Generell bist du hier in einem Forum gelandet in dem die "niedrige Watt Religion" praktiziert wird, Abweichler sind nicht gerne gesehen. Andere schlagen auch schon mal gerne auf den FurMark und Prime Verbrauch etwas drauf um auf der sicheren Seite zu sein.



Maqama schrieb:


> Wir haben dich oft genug darauf hingrewiesen, das es Unsinn ist, höher als die 550W Version zu gehen.

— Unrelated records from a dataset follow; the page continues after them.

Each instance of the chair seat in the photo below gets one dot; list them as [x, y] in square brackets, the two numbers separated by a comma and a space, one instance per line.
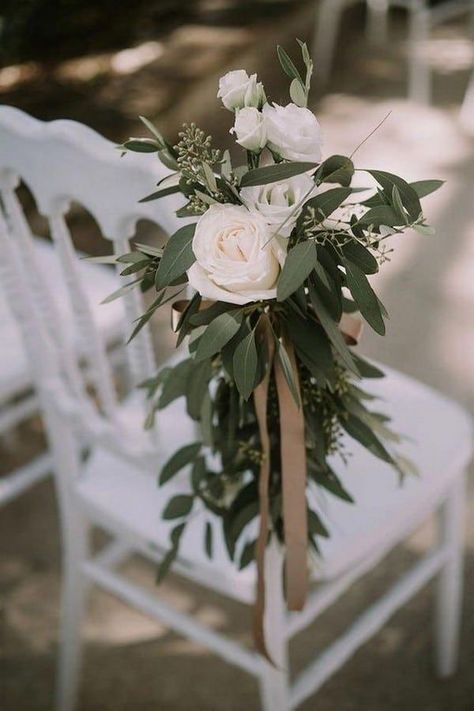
[99, 280]
[440, 446]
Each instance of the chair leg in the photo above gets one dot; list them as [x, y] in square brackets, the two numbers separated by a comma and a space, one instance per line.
[274, 690]
[377, 25]
[419, 71]
[73, 602]
[325, 37]
[449, 592]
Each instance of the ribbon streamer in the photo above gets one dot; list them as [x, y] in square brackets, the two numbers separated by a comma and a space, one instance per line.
[293, 471]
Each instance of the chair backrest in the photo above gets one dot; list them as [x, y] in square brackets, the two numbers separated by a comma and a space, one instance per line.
[64, 162]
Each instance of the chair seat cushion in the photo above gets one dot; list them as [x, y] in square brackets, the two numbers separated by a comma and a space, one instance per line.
[385, 511]
[99, 280]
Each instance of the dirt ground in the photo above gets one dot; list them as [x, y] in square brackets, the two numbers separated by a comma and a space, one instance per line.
[135, 664]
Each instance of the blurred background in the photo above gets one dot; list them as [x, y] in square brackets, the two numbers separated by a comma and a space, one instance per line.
[104, 63]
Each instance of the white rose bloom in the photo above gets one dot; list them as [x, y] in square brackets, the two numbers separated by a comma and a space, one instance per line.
[293, 132]
[235, 261]
[237, 89]
[249, 127]
[276, 202]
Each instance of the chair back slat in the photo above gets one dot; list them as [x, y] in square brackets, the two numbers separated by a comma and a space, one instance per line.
[140, 353]
[61, 163]
[45, 306]
[92, 345]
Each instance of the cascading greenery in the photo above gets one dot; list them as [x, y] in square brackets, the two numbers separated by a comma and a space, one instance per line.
[337, 236]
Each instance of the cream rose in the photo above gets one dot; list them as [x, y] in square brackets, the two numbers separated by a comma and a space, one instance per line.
[236, 259]
[237, 89]
[249, 127]
[277, 202]
[293, 132]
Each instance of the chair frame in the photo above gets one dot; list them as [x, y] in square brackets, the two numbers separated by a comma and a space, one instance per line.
[65, 414]
[422, 18]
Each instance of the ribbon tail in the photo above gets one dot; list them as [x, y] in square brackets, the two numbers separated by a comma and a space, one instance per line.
[261, 406]
[293, 470]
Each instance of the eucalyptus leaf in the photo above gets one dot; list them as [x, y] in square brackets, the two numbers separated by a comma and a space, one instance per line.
[335, 169]
[297, 93]
[208, 539]
[360, 255]
[218, 333]
[177, 257]
[274, 173]
[161, 193]
[245, 365]
[141, 145]
[288, 66]
[365, 435]
[178, 506]
[299, 264]
[333, 331]
[247, 555]
[289, 373]
[408, 195]
[426, 187]
[152, 128]
[325, 203]
[364, 296]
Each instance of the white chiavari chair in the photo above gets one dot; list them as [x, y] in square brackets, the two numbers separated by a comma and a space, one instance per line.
[115, 486]
[424, 15]
[18, 400]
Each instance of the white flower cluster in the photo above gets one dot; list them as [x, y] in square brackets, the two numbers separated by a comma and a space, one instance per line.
[291, 132]
[241, 249]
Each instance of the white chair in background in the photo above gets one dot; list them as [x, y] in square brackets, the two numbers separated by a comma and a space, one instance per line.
[467, 108]
[18, 401]
[115, 487]
[423, 16]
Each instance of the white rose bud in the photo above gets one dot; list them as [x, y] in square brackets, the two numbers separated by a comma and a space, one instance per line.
[293, 132]
[237, 89]
[278, 202]
[236, 259]
[249, 127]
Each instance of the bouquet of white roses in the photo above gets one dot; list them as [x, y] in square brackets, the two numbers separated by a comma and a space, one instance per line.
[278, 255]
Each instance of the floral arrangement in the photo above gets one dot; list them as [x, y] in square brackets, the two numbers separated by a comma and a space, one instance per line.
[277, 251]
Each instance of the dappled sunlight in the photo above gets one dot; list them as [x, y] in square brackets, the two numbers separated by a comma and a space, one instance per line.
[447, 54]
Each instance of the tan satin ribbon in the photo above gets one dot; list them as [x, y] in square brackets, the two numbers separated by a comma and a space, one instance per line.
[260, 396]
[293, 472]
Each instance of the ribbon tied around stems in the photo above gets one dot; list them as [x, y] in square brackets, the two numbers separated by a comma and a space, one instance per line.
[293, 470]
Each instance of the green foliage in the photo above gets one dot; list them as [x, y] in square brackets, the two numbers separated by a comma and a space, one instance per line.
[177, 257]
[274, 173]
[299, 264]
[337, 241]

Und warum hast du dann ein 650W Netzteil ?!?


----------



## Threshold (4. August 2014)

Pu244 schrieb:


> Die Nachteile des Überdimensionierens halten sich in engen Grenzen, man hat sogar etliche Vorteile:
> 1: bessere Spannungen
> 2: mehr reserven für die Zukunft falls man mal SLI/CF will oder AMD mit dem Centurion und der R9-290X einen Trend gesetzt hat
> 3: meist bleibt es kühler und leiser
> 4: höhere Effizienz bei modernen (Intel)Systemen


 
Hast du nicht gelesen oder nicht verstanden?
Alle deine Punkte sind Blödsinn.


----------



## Spinal (4. August 2014)

Ja, das ist eben auch, was ich denke, ich sehe eben einfach keinen Nachteil das leistungsstärkere Netzteil zu kaufen. Manche Leute "verrauchen" die 20 Euro Mehrkosten in einer Woche, von dem Netzteil habe ich ca. 5 Jahre was. Und wenn ich einfach nur ein besseres Bauchgefühl habe, weil ich die 650 W Version habe, dann ist mir das 20 Euro wert. Aber vielleicht ist es auch tatsächlich absoluter Unsinn.
Was mich nun verwirrt, welches Netzteil nun leiser und kühler ist, da scheiden sich offenbar die Geister. Realistisch betrachtet sehe ich da jetzt keinen so riesigen Unterschied, wahrscheinlich werden sich sowohl bei der Lautstärke, als auch bei der Temperatur nur sehr geringfügige Unterschiede einstellen, die sich prozentual schlimm anhören (zb. 5% wärmer), aber am Ende nur 1° oder 2° ausmachen.

Aber warum hat man eine höhere Effizienz bei Intel Systemen?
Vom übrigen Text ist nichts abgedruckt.